The entanglement membrane in chaotic many-body systems

TL;DR

This paper extends the concept of the entanglement membrane from random unitary circuits to more realistic chaotic systems, providing a new framework for understanding entanglement dynamics and out-of-time-order correlators.

Contribution

It introduces an effective pairing framework for entanglement membranes in non-random models, enabling analysis of entanglement and chaos in realistic quantum systems.

Findings

Defined a consistent entanglement line tension in Floquet spin chains.

Identified qualitative differences in line tension between generic and dual-unitary circuits.
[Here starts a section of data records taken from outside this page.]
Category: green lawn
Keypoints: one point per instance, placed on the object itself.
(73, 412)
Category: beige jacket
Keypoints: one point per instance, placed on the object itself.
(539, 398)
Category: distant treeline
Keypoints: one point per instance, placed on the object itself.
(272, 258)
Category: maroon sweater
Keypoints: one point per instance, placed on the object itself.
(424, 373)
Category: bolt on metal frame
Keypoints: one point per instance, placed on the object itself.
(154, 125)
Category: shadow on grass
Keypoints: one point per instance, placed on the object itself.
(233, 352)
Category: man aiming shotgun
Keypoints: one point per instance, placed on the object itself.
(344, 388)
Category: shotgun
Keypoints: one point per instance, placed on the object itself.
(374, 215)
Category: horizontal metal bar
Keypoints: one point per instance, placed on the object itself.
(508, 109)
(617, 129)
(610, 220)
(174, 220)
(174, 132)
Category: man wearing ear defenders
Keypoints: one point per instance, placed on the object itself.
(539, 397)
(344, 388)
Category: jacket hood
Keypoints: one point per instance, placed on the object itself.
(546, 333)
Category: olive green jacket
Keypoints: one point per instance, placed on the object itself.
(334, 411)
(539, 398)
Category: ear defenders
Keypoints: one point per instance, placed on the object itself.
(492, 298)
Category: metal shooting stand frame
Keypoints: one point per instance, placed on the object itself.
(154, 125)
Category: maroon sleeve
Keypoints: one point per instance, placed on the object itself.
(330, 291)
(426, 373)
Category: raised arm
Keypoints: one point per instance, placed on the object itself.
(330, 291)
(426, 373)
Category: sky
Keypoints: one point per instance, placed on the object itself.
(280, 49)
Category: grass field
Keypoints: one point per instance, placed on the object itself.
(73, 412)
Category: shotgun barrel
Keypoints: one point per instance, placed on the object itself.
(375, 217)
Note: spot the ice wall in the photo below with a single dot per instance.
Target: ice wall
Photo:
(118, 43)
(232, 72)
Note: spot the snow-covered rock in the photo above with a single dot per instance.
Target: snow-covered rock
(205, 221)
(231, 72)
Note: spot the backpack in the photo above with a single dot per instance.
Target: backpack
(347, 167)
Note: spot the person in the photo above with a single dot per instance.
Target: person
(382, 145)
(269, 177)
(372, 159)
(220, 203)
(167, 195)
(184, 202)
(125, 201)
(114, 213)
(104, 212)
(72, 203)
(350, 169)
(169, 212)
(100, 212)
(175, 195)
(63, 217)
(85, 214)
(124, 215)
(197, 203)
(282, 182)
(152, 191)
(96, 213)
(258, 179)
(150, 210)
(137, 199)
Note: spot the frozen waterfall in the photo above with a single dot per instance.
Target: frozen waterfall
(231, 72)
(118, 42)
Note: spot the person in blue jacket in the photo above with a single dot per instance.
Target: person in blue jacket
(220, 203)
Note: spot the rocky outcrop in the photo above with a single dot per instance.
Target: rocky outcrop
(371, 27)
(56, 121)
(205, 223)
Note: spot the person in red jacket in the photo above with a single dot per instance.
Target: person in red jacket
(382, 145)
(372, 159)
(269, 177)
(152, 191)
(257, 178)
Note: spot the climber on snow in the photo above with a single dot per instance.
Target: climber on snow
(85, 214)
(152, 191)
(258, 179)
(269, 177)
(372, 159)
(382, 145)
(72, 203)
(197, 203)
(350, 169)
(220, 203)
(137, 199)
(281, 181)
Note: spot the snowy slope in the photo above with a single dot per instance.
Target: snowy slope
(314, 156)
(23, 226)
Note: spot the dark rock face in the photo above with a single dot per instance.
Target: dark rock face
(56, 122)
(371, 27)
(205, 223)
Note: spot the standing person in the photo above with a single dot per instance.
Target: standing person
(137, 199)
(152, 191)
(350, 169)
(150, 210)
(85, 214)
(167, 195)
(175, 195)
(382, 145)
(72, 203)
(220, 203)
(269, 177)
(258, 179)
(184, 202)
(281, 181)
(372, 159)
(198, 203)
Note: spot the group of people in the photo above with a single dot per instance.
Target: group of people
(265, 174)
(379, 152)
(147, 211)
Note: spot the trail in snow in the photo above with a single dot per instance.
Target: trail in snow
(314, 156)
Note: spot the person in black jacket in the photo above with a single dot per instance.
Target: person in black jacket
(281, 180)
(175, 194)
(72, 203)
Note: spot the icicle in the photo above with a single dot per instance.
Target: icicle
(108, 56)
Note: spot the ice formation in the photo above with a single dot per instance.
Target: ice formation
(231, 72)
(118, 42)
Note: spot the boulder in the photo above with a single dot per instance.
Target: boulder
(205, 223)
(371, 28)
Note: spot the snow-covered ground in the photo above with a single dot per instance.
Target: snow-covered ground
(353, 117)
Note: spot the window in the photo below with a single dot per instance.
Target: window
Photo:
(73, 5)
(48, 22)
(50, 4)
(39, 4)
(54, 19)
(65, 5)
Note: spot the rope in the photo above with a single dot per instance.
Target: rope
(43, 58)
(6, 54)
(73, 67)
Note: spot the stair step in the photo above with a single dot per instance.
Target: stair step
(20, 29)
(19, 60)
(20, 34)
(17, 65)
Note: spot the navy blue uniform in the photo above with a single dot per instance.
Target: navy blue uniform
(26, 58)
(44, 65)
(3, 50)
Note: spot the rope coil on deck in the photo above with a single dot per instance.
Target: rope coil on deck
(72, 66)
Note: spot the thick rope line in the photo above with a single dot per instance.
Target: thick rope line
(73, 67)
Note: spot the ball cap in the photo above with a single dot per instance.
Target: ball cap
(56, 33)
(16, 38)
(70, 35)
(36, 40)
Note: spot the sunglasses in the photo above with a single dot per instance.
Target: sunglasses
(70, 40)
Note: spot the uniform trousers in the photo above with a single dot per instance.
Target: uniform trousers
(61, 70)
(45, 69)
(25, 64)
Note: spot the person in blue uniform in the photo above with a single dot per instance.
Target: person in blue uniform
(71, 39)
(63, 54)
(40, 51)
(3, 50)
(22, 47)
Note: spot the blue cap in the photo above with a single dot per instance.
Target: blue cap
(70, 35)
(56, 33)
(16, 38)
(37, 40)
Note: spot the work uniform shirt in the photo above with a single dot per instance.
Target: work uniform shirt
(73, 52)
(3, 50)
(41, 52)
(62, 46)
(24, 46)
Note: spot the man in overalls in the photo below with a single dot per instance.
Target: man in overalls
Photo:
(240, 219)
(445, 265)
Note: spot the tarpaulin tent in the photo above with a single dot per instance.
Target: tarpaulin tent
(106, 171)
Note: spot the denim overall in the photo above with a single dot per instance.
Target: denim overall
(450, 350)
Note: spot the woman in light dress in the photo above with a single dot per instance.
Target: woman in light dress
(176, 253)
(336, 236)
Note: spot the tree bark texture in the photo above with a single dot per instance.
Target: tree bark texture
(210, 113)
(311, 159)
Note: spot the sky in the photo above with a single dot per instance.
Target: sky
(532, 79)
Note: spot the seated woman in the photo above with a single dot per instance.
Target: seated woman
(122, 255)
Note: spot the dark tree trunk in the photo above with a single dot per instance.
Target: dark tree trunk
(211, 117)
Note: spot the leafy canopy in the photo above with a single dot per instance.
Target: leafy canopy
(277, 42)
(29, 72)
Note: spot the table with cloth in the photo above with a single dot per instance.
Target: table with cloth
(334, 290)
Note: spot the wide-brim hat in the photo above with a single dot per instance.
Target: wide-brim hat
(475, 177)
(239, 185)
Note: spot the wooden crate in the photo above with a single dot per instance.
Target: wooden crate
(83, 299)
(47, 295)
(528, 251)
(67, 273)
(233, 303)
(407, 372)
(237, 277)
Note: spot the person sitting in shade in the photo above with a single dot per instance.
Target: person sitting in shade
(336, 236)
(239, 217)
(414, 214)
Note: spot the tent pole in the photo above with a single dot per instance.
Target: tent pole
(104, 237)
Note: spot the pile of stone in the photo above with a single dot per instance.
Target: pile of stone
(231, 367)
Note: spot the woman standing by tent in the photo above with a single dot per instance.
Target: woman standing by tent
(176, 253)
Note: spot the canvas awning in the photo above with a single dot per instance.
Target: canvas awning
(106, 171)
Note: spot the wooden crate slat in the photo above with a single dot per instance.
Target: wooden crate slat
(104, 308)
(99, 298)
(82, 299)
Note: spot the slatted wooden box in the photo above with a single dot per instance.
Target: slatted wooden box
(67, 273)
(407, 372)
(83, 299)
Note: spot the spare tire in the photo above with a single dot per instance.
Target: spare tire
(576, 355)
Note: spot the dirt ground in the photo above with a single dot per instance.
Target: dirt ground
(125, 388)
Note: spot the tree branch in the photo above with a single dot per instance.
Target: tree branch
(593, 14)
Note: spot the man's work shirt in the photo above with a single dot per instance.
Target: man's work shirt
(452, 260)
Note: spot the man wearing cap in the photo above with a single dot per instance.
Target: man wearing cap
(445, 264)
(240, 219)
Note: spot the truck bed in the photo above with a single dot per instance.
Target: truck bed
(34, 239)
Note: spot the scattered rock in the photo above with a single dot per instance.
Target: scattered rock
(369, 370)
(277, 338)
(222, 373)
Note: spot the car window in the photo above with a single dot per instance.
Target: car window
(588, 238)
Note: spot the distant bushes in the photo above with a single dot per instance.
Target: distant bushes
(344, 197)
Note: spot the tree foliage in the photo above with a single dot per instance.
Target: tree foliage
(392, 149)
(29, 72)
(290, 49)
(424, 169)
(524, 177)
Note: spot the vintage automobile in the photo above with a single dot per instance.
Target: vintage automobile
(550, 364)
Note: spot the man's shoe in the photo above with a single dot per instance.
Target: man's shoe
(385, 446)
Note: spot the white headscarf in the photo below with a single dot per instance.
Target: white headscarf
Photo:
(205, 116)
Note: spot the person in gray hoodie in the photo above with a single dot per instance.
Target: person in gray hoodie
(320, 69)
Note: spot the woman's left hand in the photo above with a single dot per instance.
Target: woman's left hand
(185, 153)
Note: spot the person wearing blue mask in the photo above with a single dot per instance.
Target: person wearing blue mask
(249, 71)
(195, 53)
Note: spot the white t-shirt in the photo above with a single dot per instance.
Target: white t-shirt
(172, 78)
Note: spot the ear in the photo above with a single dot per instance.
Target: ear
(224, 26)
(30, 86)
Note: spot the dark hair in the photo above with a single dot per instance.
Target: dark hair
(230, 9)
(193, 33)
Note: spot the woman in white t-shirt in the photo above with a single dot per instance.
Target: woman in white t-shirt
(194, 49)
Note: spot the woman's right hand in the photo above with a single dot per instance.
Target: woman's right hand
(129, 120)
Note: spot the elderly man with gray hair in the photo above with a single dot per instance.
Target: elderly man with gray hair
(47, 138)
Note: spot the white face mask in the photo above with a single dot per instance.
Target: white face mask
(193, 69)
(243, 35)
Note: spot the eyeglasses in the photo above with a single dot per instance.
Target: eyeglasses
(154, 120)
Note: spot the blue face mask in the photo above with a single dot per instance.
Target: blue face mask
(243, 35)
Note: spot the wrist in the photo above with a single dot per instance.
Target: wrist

Developed an efficient numerical algorithm for entanglement line tension in 1+1D.

Abstract

In certain analytically-tractable quantum chaotic systems, the calculation of out-of-time-order correlation functions, entanglement entropies after a quench, and other related dynamical observables, reduces to an effective theory of an ``entanglement membrane'' in spacetime. These tractable systems involve an average over random local unitaries defining the dynamical evolution. We show here how to make sense of this membrane in more realistic models, which do not involve an average over random unitaries. Our approach relies on introducing effective pairing degrees of freedom in spacetime, describing a pairing of forward and backward Feynman trajectories, inspired by the structure emerging in random unitary circuits. This provides a framework for applying ideas of coarse-graining to dynamical quantities in chaotic systems. We apply the approach to some translationally invariant Floquet spin chains studied in the literature. We show that a consistent line tension may be defined for the entanglement membrane, and that there are qualitative differences in this tension between generic models and ``dual-unitary'' circuits. These results allow scaling pictures for out-of-time-order correlators and for entanglement to be taken over from random circuits to non-random Floquet models. We also provide an efficient numerical algorithm for determining the entanglement line tension in 1+1D.